Many business cases are addressed by "dating" data elements. Price is a good example, but it could be anything (I did applications that had "text explanations/rules" that could change on a monthly basis). One advantage of dating is it allows "future" entries - aka setting up for a discount month, or new instructions, etc. The downside, of course, is code becomes a little more complicated since it has to include dates when doing other functions. To the user, the requirement (better phrased as "expectation") is the system properly pulls together data for a given instant in time, for the desired presentation, calculation, etc.

For logging, the domain of business requirements are accountability, trouble-shooting, legal, etc. And while logging naturally gives a "date" on a record, log data should not be viewed as a "system-function" facilitator. The expectation and domain of the logging function is not the same as the expectation of date-impacted business data. Mixing the two concepts into a single "code function/base" is a recipe for disaster (in my opinion).

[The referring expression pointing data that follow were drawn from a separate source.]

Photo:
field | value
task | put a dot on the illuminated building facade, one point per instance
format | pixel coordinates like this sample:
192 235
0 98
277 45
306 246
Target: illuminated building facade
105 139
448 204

Thus, when my applications required logging, I definitely used "triggers", usually storing to an additional table with identical structure but with an added date-time field. The "business" data tables that had date-valued information are handled with the usual code approach (e.g. classes, stored procedures, etc). Also note, if the Database logging feature set or plugins did not use the extra table(s) approach (aka backup table-per-table), I would definitely implement my own. From my experience, it is simple to implement, little code, and yields quite elegant and extensible foundations for any "log" related business case that might arise.

HTH,
-Charlie


On 4/23/2019 8:46 AM, Frank Cazabon wrote:
In my experience the date of the price change is important. So I maintain a table with the price and a date. Invariably someone makes a mistake and puts the wrong date in so they need to go back and change it. In the scenario you seem to be not letting the user put the correct date but are just storing the date/time that they actually make the change. This may work in your situation, but in mine it won't as they may make the change today, but the price change won't actually come into effect until tomorrow.

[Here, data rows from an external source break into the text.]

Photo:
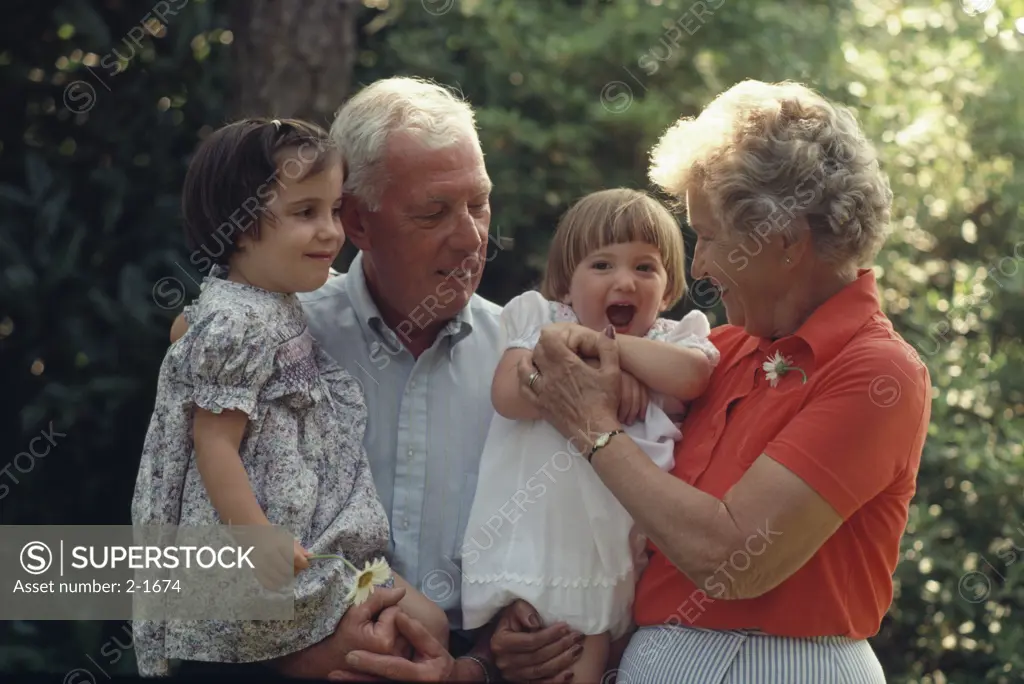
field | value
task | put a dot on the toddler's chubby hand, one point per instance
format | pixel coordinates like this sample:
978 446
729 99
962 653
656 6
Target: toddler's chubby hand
300 559
633 400
274 568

But if it really is an audit trail you are wanting then yes, use triggers to record the changes and don't let users edit the audit data.

Frank.

Frank Cazabon

On 22/04/2019 10:38 PM, MB Software Solutions, LLC wrote:
On 4/22/2019 6:13 PM, Frank Cazabon wrote:
Yeah, my succinct point :) was I didn't think it should be a log but a table that allows edits. You can then put an audit trail on that if you want or need.


Would it be just another update?  Yeah, kind of a wasted row but still, why break process?